5 Steps for Recovering from Ransomware Attacks


Readiness and proactive measures minimize business risks

Develop a ransomware mindset

To successfully resolve problems within your business, you must first truly understand them and develop relevant response strategies. Battling ransomware is no different. Unlike familiar problems with known elements and “rules of engagement,” the new threats fit better under an “infinite game” category. The players are unknown and the whole game is impossible to win. The mindset becomes simply about staying in the game as long as possible. This approach requires a new proactive perspective for countering and surviving ransomware attacks, as traditional point security solutions are ineffective.

Better late than never

Today, most enterprises continue to be in a reactive mode. About 29% of employees recently surveyed said they did not know what ransomware was before their employers were victimized by it. Despite that, ransomware attacks push enterprises to take cybersecurity seriously. Nearly 87% of companies enacted stricter security protocols post-attack. Similarly, 90% of firms provided security training to employees, and 67% increased cybersecurity spending.1 Strengthening defenses following an attack could help keep attackers away. Unfortunately, about 80% of firms experienced a second attack after paying off the first one.2

Ransomware-as-a-Service is a business

Most people see cyber attackers as just bad criminal actors. While that is true, ransomware attackers view their activities as businesses. The major ransomware groups offer their tools as a service to franchisees, who pay the code owners a cut of their revenue. During negotiations with a hacker, the victim’s representative asked for a guarantee to get the keys to unlock her client’s data. The hacker said, “if we don’t follow through, then no one would do business with us in the future.” Another hacker told a negotiator that he “meant no harm.” Then he added, “We are in this together, and both want the best for our client.” A third hacker who provided decryption keys to a victim sent a “customer service” note asking, “Tell me how it is going?” No one should be fooled by the attitude of the hackers or count on their sympathy. Learning how they view their malicious activities is vital for building appropriate defenses.3

Handling a system breach

Once an organization discovers or learns of a breach, everyone must spring into action. Here are a few steps that are necessary to overcome the crisis:

  1. Inform your CEO and the board of directors of the situation. Ransomware attacks are not IT problems but business events requiring informed senior leadership decisions. Also, contact your cyber insurance policyholder if you have one. Finally, notify the relevant law enforcement authorities.
  2. If you do not have incident response (IR) teams on retainer, then immediately hire teams that can provide the urgent assistance that you need:
    • A legal team ensures that your customers’ rights are adequately protected and that actions are appropriate. Legal advisors could also clarify if your cyber insurance covers paying the ransom.
    • Expert engineering and IT support team to examine your system and advise about potential solutions moving forward.
    • A cybersecurity expert team can conduct a forensic evaluation that identifies the scope of the breach and recommend potential solutions.
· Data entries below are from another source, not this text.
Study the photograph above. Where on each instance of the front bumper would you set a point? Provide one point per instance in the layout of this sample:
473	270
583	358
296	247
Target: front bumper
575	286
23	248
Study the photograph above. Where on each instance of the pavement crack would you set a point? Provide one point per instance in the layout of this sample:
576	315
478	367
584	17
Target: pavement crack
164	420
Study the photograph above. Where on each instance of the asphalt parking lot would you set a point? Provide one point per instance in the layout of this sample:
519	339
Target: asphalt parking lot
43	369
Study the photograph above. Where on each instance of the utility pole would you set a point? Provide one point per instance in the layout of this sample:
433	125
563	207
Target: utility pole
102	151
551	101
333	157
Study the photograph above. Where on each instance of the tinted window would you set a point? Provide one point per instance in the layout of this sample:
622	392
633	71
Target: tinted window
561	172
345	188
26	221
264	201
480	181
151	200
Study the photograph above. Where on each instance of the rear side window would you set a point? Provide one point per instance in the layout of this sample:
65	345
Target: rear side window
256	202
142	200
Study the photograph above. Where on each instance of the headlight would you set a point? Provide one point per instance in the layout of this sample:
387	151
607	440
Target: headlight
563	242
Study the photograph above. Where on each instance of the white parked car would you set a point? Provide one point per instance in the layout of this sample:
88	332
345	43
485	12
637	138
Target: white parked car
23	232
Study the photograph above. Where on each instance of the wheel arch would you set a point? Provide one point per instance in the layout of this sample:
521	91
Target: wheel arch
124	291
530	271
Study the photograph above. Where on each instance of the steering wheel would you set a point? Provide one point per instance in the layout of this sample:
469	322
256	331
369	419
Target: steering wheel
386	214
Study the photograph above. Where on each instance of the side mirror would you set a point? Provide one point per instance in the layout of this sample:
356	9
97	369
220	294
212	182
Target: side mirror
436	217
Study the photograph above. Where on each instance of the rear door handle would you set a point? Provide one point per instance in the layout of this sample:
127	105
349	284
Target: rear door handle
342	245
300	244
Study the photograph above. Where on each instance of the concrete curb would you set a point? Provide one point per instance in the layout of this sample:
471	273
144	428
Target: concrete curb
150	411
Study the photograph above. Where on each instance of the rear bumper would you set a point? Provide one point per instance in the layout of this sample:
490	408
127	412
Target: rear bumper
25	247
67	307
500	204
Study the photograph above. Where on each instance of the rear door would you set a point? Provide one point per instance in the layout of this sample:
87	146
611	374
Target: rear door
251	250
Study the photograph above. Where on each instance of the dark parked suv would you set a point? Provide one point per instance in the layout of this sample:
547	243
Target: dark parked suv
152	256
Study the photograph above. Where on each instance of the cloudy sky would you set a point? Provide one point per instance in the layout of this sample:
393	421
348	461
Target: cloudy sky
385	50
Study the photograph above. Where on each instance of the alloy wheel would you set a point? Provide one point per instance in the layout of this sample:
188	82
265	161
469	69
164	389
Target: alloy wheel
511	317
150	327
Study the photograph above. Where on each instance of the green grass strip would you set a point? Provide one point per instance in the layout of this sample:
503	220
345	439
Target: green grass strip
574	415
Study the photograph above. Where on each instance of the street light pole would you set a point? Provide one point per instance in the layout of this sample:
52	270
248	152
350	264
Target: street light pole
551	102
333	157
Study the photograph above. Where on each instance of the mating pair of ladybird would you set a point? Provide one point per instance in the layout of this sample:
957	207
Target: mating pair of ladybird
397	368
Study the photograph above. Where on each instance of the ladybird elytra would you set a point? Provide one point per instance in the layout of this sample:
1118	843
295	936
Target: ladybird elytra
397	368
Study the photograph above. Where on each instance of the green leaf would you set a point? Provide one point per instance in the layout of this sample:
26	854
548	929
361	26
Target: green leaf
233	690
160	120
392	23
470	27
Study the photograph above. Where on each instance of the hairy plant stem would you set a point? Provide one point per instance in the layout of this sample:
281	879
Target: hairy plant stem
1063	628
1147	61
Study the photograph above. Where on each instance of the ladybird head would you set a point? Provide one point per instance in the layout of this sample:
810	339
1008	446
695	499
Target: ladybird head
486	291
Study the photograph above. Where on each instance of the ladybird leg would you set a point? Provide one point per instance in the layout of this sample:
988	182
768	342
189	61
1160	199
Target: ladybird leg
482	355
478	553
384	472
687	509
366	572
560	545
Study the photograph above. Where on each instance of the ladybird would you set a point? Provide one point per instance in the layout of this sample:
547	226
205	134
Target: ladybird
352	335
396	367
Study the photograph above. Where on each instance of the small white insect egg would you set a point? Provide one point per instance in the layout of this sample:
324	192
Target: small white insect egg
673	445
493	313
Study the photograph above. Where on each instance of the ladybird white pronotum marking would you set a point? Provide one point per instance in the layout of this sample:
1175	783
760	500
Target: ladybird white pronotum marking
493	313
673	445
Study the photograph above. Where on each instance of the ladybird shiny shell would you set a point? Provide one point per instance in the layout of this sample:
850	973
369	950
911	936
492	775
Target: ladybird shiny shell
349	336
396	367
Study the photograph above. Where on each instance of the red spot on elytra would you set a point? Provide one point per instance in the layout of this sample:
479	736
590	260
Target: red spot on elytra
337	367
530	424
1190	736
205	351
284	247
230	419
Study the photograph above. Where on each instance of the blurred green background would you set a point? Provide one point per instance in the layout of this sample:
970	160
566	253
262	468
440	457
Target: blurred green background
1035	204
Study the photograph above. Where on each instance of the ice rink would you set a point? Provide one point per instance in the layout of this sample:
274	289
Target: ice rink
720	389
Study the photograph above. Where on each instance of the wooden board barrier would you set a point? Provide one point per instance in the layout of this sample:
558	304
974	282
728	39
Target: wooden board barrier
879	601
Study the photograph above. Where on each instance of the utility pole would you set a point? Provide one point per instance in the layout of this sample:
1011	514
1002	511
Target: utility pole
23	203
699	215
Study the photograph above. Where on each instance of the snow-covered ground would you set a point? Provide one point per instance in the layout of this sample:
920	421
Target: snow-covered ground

The experts can also determine how the attackers entered the system and what resources they accessed.
    • A ransomware IR team with negotiators can resolve monetary demands and execute actions within the law. Sometimes, you might be dealing with parties that US laws ban making payments to or use sanctioned digital wallets. IR teams can also negotiate lower ransom payments.
  3. Decide about ransom payment quickly. This decision is the most painful one, but business leaders are now aware of the importance of making it without hesitation. Cyber insurance that covers ransom payment is an essential business expense that comes in handy when attacked. About 49% of companies paid the ransom, and 93% tightened budgets due to the payments.4 A recent survey by IDC found that 13% of organizations reported experiencing ransomware attacks or breaches and not paying a ransom.5
  4. Start afresh. Resist the temptation to rebuild the breached network because one can’t ensure that the network is clean and free of malware.
  5. Utilize validated backup. Enterprises that keep an air-gapped data backup can restore quickly. It is prudent to have multiple isolated copies of your data built using write-once capability. Utilize applications that support snapshot and let you go back to a specific point in time closest to the start of the incident and perform a complete data restoration.

Minimizing ransomware’s impact

Enterprises can minimize the potential ransomware threats by adopting proactive security postures. They can also reduce the impact of successful breaches by having a well-thought-out response plan that all concerned parties are familiar with, understand their roles and are ready to execute.

  1. 1, 4: Keeper “2021 Ransomware Impact Report.”
  2. 2: Cybereason 2021. “Ransomware: The True Cost to Business.”
  3. 3: WSJ PRO Cybersecurity Research 2020. “Preparing for Ransomware.”
  4. 5: IDC August 12, 2021. “IDC Survey Finds More Than One Third of Organizations Worldwide Have Experienced a Ransomware Attack or Breach.”